Six-lane plan for road shocks residents

July 29, 2010 12:50 pm | Updated 05:36 pm IST - Bangalore

CONTROVERSY BREWING: The nine-metre wide road between Ananthapura Gate and Ramagondanahalli is all set to be widened by the Bruhat Bangalore Mahanagara Palike.

CONTROVERSY BREWING: The nine-metre wide road between Ananthapura Gate and Ramagondanahalli is all set to be widened by the Bruhat Bangalore Mahanagara Palike.

Despite soothing noises made by city in-charge Ministers R. Ashok and Katta Subramanya Naidu, Mayor S.K. Nataraj and Bruhat Bangalore Mahanagara Palike (BBMP) Commissioner Siddaiah on reviewing the roads proposed to be widened, Bangaloreans remain suspicious.

Among those spending sleepless nights are the anguished residents of Prestige Monte Carlo on Doddaballapur Road. Maj. (retd.) Amit Chatterjee, a resident, told The Hindu that early last month, the BBMP authorities had made the dreaded red marking on the southern side of the building. The nine-metre wide village road from Ananthapura Gate to Ramagondanahalli, which hardly sees any traffic, is slated to be widened to 18 metres.

At a great cost

“That means that roughly 15 feet from our property will be acquired. This will affect the complex's entire domestic water storage, filtration and distribution system; underground static water storage tanks for fire fighting, fire engine pumps, a motorable driveway, a sewage treatment plant for wastewater management, rainwater harvesting installations and multiple storm water recharge cells.”

V. Anand, retired general manager of Southern Railway, said that as per the Revised Master Plan (RMP) 2015, the road could be expanded to a four-lane way. “The officials have begun work on making it a six-lane one. The village road need not be widened.” According to the Indian Road Congress guidelines, a two-lane road needs widening (to a four-lane) only if it sees more than 10,000 vehicles a day, said S.S. Manta, a resident who is a retired Chief Engineer of Eastern Railways.

“However, the road hardly sees any traffic. If it is widened, the 440 flats in 11 blocks here will become uninhabitable. The basement retaining wall will collapse due to the live-load reaction.”

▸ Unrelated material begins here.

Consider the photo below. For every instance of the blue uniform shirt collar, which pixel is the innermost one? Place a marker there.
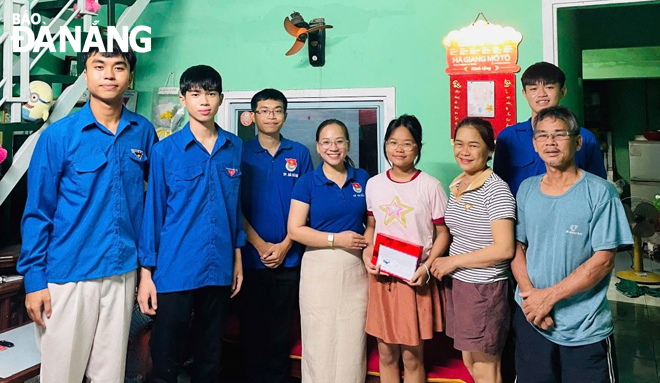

Road-widening work has been taken up further down the village road. Maj. Chatterjee said the residents plan to take legal recourse. “We have formally objected to the widening and met the previous Commissioner Bharat Lal Meena. We have written to the authorities,” he said. It is the same story with residents across the city. In the other part of the town, residents of apartments on Bannerghatta Road are up in arms. T. Sharma told The Hindu that they had written to the BBMP spurning the TDR (Transfer of Development Rights) offer. “The authorities cannot be trusted as money involved is huge. Every day, contradictory statements are made,” he said. Asked about the widening of the village road, Commissioner Siddaiah said that there was no question of widening the road beyond what was permissible as per RMP 2015.